I’m not sure if you recognize this, but this is precisely how mentalism, psychics, and others in similar fields have always existed! Look no further than Pliny the elder or Rasputin for folks who made a career out of magical and mystical explanations for everything and gained great status for it. ChatGPT is in many ways the modern version of these individuals, gaining status for having answers to everything which seem plausible enough.

MagicShel ,

She knows not to trust it. If the AI had suggested “God did it” or metaphysical bullshit I’d reevaluate. But I’m not sure how to even describe that to a Google search. Sending a picture and asking about it is really fucking easy. Important answers aren’t easy.

I mean I agree with you. It’s bullshit and untrustworthy. We have conversations about this. We have lots of conversations about it actually, because I caught her cheating at school using it so there’s a lot of supervision and talk about appropriate uses and not. And how we can inadvertently bias it by the questions we ask. It’s actually a great tool for learning skepticism.

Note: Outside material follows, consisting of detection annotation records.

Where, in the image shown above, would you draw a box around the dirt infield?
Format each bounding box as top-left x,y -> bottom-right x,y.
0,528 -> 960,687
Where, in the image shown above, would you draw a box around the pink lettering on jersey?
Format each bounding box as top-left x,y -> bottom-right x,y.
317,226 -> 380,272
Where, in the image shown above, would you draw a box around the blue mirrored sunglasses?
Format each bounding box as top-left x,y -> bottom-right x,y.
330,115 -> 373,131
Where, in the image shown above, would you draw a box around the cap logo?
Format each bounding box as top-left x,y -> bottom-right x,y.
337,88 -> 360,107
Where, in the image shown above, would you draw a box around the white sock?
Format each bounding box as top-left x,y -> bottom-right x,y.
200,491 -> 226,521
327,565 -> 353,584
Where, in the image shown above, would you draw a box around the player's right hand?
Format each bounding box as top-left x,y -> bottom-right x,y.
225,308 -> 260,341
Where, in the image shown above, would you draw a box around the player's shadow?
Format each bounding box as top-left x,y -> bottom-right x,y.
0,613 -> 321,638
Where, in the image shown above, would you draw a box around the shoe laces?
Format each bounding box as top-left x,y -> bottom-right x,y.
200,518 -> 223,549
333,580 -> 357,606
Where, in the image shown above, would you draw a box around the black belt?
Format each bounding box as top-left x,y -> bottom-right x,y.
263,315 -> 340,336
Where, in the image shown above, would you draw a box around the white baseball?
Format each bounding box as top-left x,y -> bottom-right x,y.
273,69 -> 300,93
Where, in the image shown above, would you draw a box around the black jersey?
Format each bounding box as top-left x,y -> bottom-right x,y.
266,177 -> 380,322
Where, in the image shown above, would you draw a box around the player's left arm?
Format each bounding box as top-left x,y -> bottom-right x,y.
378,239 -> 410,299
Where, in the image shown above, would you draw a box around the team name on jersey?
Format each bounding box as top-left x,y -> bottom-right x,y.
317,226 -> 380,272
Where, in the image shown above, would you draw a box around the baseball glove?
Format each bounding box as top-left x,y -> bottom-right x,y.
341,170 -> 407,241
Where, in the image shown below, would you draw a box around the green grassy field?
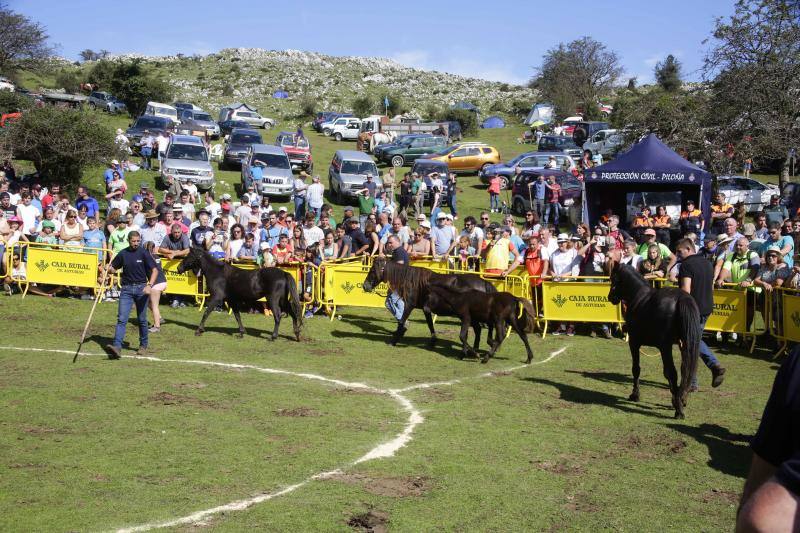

But some things, a reasonable answer just to satisfy your brain is fine whether it’s right or not. I remember in chemistry I spent an entire year learning absolute bullshit about chemistry only for the next year to be told that was all garbage and here’s how it really works. It’s fine.

snooggums ,
@snooggums@midwest.social avatar

Yes, treating AI answers with the same skepticism as web search results is a decent way to make it useful. Unfortunately the popular AI systems seem to be using multiple times as much energy to give answers that aren’t even as reliable as google used to be.

Back in the day google was using the same ‘was this information useful’ to return results before the SEO craze took off.

And yes, if the stains look like rust and there is a gap then there was a ferrous rock in the mix that rusted away. I have a spot on my sidewalk and a stone slab thing, and found out what caused it from someone who works with those materials!

lvxferre ,
@lvxferre@mander.xyz avatar

That’s a good text. I’ve been comparing those “LLM smurt!” crowds with Christian evangelists, due to their common usage of fallacies like inversion of burden of proof, changing goalposts, straw man, etc.

However it seems that people who believe in psychics might be a more accurate comparison.

That said LLMs are great tools to retrieve info when you aren’t too concerned about accuracy, or when you can check the accuracy yourself. For example the ChatGPT output of prompts like

  • "Give me a few [language] words that can be used to translate the [language] word [word]“
  • ”[Decline|Conjugate] the [language] word [word]"
  • “Spell-proof the following sentence: [sentence]”

is really good. I’m still concerned about the sheer inefficiency of the process though, energy-wise.